Vuelve el genio de Manhattan con su compromiso anual con el público. Lo que ocurre es que cada vez es menos genio y más obrero estimable, de la misma forma que es menos de Manhattan y más europeo, en buena medida porque en el viejo continente ha recibido y recibe el reconocimiento que tantas veces le ha negado su país natal. Quizá por esto o por la edad o porque es un hombre con un ritmo de trabajo incansable, o por todo, lleva algunos años en los que ha dejado de centrarse en escribir historias y crear personajes para devolver parte del cariño recibido haciendo películas airadamente turísticas, ofreciendo su mirada personal de ciudades como Londres, Barcelona, ahora París y próximamente Roma, que de alguna forma lo han hechizado.
En algún momento, puede que después de Hollywood Ending (2003), y de forma descarada a partir de Vicky Cristina Barcelona (2008), Woody Allen se ha dedicado a esbozar escenarios, marcadamente elitistas pero con un innegable encanto, en los que enmarcar sus ramalazos neuróticos que desliza con su particular estilo y sentido del humor. Quizá porque se ve incapaz de desconectar el piloto automático llegó a calificarse a sí mismo de director mediocre, y aun así ha dejado varias perlas en el camino, como Match Point (2005), Cassandra’s Dream (2007) o Si la cosa funciona (2009).
Midnight in Paris es la más atractiva de esta serie de películas turísticas porque emana cierta autocrítica al respecto. No en vano, Woody Allen rompe la tradición de empezar la película ventilando los créditos sobre un fondo negro para abrir con una larga secuencia de postales de París, contestando así de una forma sutil e irónica a las críticas recibidas tras sus últimos trabajos. Sin embargo, y bajo el amparo de la autoconsciencia, la película propone, sin pudor alguno, una suerte de tour parisino con guía incluido y todo.
Tampoco es casual que el protagonista sea un guionista de películas de éxito que se considera a sí mismo mediocre e intenta hacerse un artista atacando el campo de la literatura. El alter ego de Allen para la ocasión, personificado en un fantástico Owen Wilson, tiene el anhelo de cambiar la mentalidad industrial de Hollywood por el paraíso artístico que simboliza París. A partir de esta premisa, la película se convierte en un viaje reflexivo, tanto espacial como temporal, con el tema del desencanto vital y la creencia de que tiempos pasados siempre fueron mejores como ejes vertebradores.

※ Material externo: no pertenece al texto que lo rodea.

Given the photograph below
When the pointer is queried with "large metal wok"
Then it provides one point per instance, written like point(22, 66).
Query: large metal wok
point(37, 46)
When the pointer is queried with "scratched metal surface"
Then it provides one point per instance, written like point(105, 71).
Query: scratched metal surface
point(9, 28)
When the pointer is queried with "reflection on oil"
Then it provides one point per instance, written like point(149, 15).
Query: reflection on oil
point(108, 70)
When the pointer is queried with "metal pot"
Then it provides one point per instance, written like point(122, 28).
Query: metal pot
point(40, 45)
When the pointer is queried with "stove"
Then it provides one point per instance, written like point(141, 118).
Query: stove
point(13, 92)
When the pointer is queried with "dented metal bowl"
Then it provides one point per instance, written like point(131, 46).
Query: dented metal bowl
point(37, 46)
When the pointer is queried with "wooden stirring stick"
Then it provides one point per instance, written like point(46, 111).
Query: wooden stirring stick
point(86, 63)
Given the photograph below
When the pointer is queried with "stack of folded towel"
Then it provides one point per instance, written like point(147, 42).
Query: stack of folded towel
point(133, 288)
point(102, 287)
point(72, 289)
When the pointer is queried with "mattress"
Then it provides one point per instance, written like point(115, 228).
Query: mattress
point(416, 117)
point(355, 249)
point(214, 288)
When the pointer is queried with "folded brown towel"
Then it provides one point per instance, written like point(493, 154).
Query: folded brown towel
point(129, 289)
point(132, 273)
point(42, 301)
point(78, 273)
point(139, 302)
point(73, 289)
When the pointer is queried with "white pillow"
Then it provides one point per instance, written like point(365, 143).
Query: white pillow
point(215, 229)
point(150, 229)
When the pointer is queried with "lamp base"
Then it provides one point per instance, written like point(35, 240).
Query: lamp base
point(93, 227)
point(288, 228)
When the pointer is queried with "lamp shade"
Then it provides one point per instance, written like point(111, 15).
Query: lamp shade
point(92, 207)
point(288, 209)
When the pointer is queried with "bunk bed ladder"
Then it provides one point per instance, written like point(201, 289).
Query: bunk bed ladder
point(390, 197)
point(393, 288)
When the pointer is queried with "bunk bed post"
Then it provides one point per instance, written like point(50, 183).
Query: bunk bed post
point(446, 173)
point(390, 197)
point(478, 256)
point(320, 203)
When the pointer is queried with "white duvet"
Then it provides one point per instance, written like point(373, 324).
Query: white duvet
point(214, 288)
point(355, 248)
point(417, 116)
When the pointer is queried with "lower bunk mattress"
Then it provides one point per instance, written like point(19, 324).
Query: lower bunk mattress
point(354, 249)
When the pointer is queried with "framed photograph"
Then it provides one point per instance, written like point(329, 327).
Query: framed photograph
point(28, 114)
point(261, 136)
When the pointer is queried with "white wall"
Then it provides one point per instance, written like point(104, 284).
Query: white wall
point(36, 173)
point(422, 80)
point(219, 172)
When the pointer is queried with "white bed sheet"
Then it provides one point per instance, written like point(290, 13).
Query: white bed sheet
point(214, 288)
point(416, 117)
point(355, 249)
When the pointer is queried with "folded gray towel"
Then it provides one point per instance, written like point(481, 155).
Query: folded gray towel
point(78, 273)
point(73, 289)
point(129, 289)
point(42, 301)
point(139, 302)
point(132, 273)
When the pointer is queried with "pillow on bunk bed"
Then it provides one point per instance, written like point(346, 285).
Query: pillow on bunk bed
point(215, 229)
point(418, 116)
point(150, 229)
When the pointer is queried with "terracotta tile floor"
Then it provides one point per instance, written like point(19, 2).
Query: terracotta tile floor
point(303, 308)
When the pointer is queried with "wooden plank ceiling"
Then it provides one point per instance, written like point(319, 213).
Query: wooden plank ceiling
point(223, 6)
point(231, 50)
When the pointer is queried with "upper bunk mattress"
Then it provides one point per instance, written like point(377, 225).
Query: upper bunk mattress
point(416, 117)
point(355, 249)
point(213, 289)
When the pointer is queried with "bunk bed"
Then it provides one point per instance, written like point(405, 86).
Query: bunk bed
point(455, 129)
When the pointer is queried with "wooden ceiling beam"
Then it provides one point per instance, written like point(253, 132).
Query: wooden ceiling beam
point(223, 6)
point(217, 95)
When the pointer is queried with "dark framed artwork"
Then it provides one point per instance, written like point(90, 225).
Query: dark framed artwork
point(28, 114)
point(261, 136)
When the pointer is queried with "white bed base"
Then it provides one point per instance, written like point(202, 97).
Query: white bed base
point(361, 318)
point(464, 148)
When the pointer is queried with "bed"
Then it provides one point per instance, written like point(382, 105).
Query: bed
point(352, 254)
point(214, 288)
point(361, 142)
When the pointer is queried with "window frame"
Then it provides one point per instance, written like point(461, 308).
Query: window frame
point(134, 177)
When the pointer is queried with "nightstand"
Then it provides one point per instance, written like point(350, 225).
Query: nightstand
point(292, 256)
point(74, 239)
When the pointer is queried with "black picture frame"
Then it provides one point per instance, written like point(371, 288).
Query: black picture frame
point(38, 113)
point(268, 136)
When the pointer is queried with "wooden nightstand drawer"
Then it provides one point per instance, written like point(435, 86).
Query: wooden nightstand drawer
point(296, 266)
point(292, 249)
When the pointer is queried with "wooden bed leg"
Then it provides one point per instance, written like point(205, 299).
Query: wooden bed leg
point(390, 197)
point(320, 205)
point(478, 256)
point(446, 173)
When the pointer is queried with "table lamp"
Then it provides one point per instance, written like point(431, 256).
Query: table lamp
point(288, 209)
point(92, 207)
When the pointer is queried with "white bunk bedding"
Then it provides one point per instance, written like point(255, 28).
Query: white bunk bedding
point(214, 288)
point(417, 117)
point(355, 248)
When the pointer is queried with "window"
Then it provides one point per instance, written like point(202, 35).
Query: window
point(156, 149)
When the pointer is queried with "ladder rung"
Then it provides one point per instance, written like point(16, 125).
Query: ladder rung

Esta vez sí, aflora la brillantez de Woody Allen, que se sobrepone a la linealidad superflua y deja espacio a la locura que le caracterizaba antaño. El intríngulis amoroso, las infidelidades y las conversaciones banales ocurren en fuera de campo, cediendo el protagonismo al recorrido delirante por distintas edades de oro parisinas, personificadas en grandes artistas que aparecen caricaturizados sin rubor, pero envueltos de una evidente aura de admiración por parte del director.
Midnight in Paris es un pensamiento en voz alta, una reflexión serena narrada de una forma surrealista con la que Woody Allen se reivindica modestamente como un cineasta de oficio que hace lo que hace como mejor sabe aunque muchos, y él el primero, echemos de menos ese genio de antaño que a día de hoy permanece adormecido.